Overslaan en naar de inhoud gaan

Hof Den Haag 130207 tram rijdt auto die uit parkeervak steekt aan

Hof Den Haag 13-02-07 tram rijdt auto die uit parkeervak steekt aan; trambestuurder had snelheid aan moeten passen.
3. In hoger beroep kan van het volgende worden uitgegaan. Op 15 november 2001 om ongeveer 11:30 uur heeft op de openbare weg met de naam Om en Bij, gelegen in de bebouwde kom van de gemeente Den Haag, een aanrijding plaatsgevonden tussen een tram, bestuurd door [geïntimeerde], en een stilstaande auto van het merk Citroën, met kenteken XX-XX-00, bestuurd door [automobilist] (hierna: “[automobilist]”). Op het moment van de aanrijding had [automobilist] de Citroën tot stilstand gebracht in een parkeerkom aan de Om en Bij, vlak na een bocht. [automobilist] had zijn voet op de rem en bestudeerde een plattegrond. De achterzijde van de auto stak een stukje uit het parkeervak en over de trambaan. [geïntimeerde] reed met de tram, via de voornoemde bocht, de Om en Bij op, links afslaande vanuit de Hobbemastraat.
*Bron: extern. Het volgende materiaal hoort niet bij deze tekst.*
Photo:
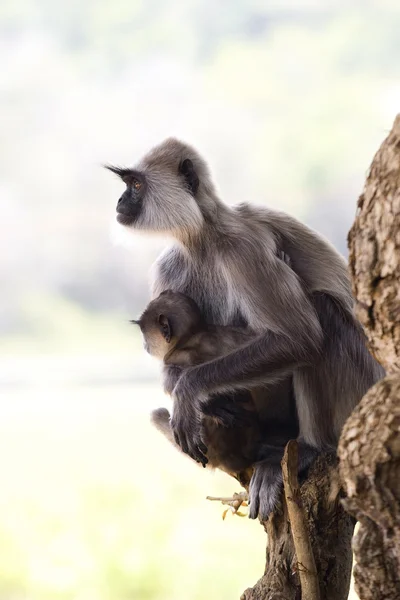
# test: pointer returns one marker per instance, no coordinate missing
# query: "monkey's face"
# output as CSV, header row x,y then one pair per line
x,y
157,333
154,342
162,193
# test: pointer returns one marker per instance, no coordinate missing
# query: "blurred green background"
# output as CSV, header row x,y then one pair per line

Toen [geïntimeerde] zag dat de Citroën van [automobilist] (op de Om en Bij) zijn doorgang belemmerde, heeft hij een noodstop uitgevoerd, maar een aanrijding niet weten te voorkomen. De snelheid van de tram bedroeg toen (ongeveer) 22 km per uur. De Citroën werd door de tram ongeveer 15 meter naar voren geduwd en kwam vervolgens in botsing met een aldaar geparkeerd staande auto van het merk Opel, kenteken 00-YY-YY, toebehorend aan [benadeelde] (hierna: “[benadeelde]”). Hierdoor werd zowel de Citroën als de Opel beschadigd. De vordering van Kravag tegen [geïntimeerde] strekt tot verhaal van beide schades.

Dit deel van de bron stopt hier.